Authorising the charging of fees and levies
This is a single section from Chapter 17. Read the full chapter here.
Should the objective or function be subject to a levy?
Levies should be imposed only if it is appropriate for a certain group to contribute money for a particular purpose.
A levy does not relate to a specific good or service. It is usually charged to a particular group (often referred to informally as a “club”) to help fund a particular government objective or function. Accident Compensation Corporation levies, for example, are factored into the costs of petrol and vehicle licensing to help cover the cost involved in treating people who are injured in motor vehicle accidents. The person paying might never benefit personally from the government service, but it is desirable that they contribute to the cost.
Another example is where the members of a particular industry pay a levy to cover the costs of a regulator or promoter of that industry. A particular member may have little direct contact with the regulator or may not directly benefit from the promotion, but it is appropriate that the member contribute towards the costs.
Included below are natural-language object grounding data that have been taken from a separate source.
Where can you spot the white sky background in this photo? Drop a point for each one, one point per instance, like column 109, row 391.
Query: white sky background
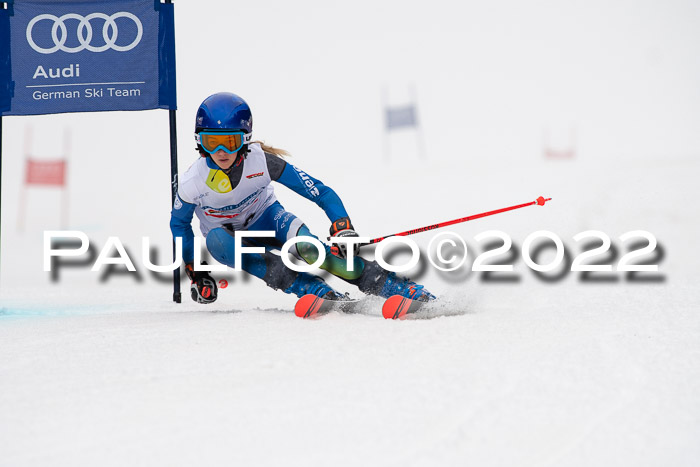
column 489, row 77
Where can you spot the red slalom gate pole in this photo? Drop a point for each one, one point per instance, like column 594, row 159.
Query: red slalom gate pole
column 539, row 201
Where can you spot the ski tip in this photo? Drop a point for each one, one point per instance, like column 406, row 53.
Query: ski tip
column 308, row 306
column 396, row 307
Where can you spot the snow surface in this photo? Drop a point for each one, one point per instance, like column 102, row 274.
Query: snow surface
column 528, row 372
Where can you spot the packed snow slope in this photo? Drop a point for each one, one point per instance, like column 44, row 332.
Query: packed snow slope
column 513, row 368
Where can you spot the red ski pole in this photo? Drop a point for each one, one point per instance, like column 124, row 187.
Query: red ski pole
column 539, row 201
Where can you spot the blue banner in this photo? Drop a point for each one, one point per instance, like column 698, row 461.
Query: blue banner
column 86, row 56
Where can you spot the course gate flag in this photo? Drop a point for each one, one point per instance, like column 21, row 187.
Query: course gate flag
column 87, row 56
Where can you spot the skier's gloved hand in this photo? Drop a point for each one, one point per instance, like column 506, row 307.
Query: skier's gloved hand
column 343, row 228
column 203, row 288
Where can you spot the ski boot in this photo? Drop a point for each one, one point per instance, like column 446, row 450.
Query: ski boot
column 405, row 287
column 306, row 284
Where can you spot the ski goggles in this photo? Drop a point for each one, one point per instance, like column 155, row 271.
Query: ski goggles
column 230, row 141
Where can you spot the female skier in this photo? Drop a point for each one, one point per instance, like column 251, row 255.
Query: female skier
column 229, row 188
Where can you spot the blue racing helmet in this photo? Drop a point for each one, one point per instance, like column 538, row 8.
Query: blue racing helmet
column 223, row 111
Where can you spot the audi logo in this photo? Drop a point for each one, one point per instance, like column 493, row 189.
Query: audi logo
column 84, row 32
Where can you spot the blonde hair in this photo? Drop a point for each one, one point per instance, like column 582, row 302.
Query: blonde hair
column 282, row 153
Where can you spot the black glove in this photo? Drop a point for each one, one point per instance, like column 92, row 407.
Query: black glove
column 203, row 288
column 343, row 228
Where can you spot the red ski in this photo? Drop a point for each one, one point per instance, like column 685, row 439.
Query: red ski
column 399, row 307
column 311, row 306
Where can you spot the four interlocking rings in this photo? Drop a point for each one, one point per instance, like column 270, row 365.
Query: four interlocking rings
column 84, row 32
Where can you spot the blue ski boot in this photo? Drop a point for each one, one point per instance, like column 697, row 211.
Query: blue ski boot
column 306, row 284
column 405, row 287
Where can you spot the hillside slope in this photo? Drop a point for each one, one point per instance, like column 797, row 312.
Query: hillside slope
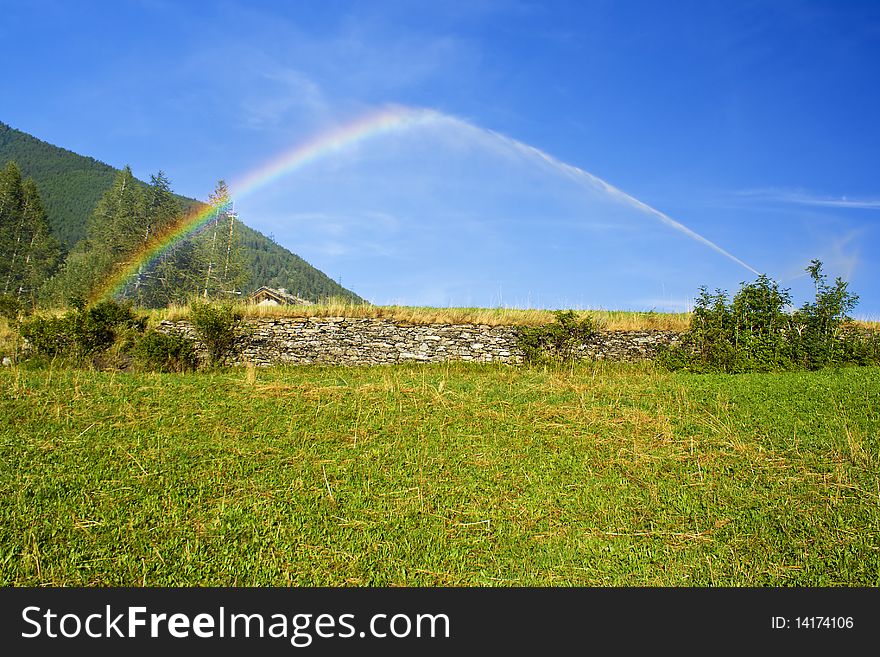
column 71, row 185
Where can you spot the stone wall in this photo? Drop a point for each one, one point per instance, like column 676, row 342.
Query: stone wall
column 343, row 341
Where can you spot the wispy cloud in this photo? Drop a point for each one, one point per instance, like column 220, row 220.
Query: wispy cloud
column 801, row 197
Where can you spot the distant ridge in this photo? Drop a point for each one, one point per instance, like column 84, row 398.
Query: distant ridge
column 71, row 186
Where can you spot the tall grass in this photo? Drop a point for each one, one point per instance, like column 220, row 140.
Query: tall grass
column 606, row 319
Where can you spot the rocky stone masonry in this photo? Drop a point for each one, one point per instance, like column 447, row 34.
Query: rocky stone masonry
column 342, row 341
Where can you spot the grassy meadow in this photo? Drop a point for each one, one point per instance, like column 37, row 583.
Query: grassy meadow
column 439, row 475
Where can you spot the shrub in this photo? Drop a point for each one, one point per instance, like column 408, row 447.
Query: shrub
column 559, row 342
column 167, row 352
column 757, row 331
column 81, row 332
column 10, row 308
column 217, row 327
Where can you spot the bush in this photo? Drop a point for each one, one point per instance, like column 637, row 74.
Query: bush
column 81, row 332
column 167, row 352
column 757, row 331
column 10, row 308
column 217, row 327
column 559, row 342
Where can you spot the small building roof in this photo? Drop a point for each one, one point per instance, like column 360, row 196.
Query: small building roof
column 278, row 295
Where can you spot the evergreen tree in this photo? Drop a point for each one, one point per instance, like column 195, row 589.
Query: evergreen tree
column 219, row 252
column 116, row 226
column 28, row 253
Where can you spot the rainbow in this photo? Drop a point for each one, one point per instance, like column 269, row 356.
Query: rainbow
column 388, row 119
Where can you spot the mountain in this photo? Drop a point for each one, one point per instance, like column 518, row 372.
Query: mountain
column 71, row 185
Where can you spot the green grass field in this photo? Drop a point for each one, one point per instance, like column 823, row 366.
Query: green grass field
column 608, row 475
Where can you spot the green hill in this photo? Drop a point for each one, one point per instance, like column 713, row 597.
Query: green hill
column 71, row 186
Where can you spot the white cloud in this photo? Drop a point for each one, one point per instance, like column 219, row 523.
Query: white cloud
column 800, row 197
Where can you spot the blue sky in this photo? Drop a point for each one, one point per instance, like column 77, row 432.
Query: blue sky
column 753, row 125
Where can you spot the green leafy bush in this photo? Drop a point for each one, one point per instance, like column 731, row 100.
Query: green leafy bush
column 757, row 331
column 559, row 342
column 217, row 326
column 81, row 332
column 167, row 352
column 10, row 307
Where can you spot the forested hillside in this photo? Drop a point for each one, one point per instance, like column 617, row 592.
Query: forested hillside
column 71, row 187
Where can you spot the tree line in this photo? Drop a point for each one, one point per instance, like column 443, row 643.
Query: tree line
column 129, row 219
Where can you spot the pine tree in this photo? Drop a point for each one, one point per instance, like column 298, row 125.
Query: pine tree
column 219, row 251
column 28, row 253
column 41, row 251
column 117, row 223
column 11, row 223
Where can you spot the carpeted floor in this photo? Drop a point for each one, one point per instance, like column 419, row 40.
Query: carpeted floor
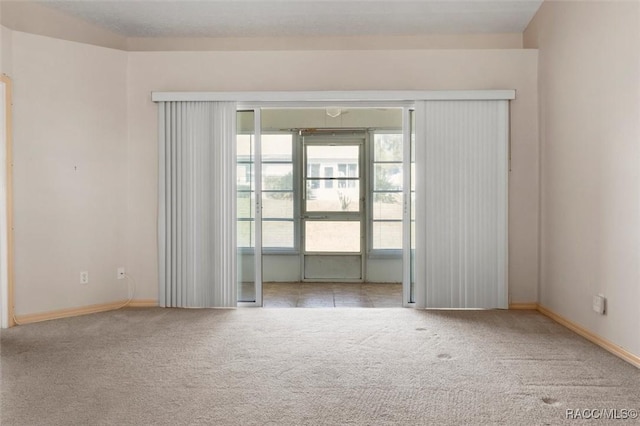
column 307, row 367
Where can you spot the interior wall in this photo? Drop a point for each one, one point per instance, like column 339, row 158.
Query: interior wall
column 5, row 51
column 333, row 70
column 371, row 42
column 35, row 18
column 70, row 172
column 589, row 91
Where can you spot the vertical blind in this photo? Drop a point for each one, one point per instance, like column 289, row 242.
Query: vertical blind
column 197, row 204
column 462, row 167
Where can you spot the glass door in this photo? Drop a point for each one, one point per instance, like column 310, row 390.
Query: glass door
column 333, row 237
column 248, row 207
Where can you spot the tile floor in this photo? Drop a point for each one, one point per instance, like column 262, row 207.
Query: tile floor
column 338, row 295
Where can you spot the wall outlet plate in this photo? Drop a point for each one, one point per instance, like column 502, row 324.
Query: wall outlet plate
column 599, row 304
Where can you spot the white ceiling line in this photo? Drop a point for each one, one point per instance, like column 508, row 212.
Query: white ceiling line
column 337, row 96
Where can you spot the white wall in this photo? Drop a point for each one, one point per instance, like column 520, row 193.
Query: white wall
column 5, row 51
column 589, row 72
column 70, row 173
column 333, row 70
column 78, row 105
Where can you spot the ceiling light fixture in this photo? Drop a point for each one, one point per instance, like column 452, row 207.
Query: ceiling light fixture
column 334, row 112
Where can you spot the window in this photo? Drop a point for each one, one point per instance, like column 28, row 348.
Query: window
column 387, row 181
column 245, row 189
column 278, row 224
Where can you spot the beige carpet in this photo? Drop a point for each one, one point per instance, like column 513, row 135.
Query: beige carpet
column 306, row 367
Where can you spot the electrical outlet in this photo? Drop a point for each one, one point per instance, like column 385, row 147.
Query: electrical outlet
column 599, row 304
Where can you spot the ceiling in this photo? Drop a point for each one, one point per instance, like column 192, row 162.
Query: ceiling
column 301, row 18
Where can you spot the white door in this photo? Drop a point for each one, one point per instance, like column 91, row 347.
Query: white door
column 332, row 225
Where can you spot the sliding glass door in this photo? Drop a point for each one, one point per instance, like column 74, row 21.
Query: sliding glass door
column 248, row 207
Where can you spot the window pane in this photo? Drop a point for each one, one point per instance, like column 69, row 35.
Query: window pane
column 244, row 147
column 387, row 147
column 327, row 158
column 277, row 147
column 277, row 234
column 332, row 236
column 387, row 177
column 244, row 176
column 313, row 170
column 245, row 203
column 387, row 205
column 343, row 198
column 387, row 235
column 277, row 176
column 277, row 205
column 246, row 233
If the Commodity Levies Act 1990 applies, it is usually not acceptable to enact (by Act) a parallel scheme for a particular industry.
The key distinction between a levy and a general tax (such as income tax or GST) is that revenue gathered by a tax is not usually earmarked for any particular purpose. Rather, it is appropriated and spent by the Government according to the particular policy objectives or requirements of the day.
In some cases, it will be appropriate to use a levy to pay for the costs of a particular government objective or function. In other cases, it will be appropriate to use a tax-funded appropriation; for example, if the benefits accrue primarily to the public as a whole and there is only a remote connection to the group that would pay the levy.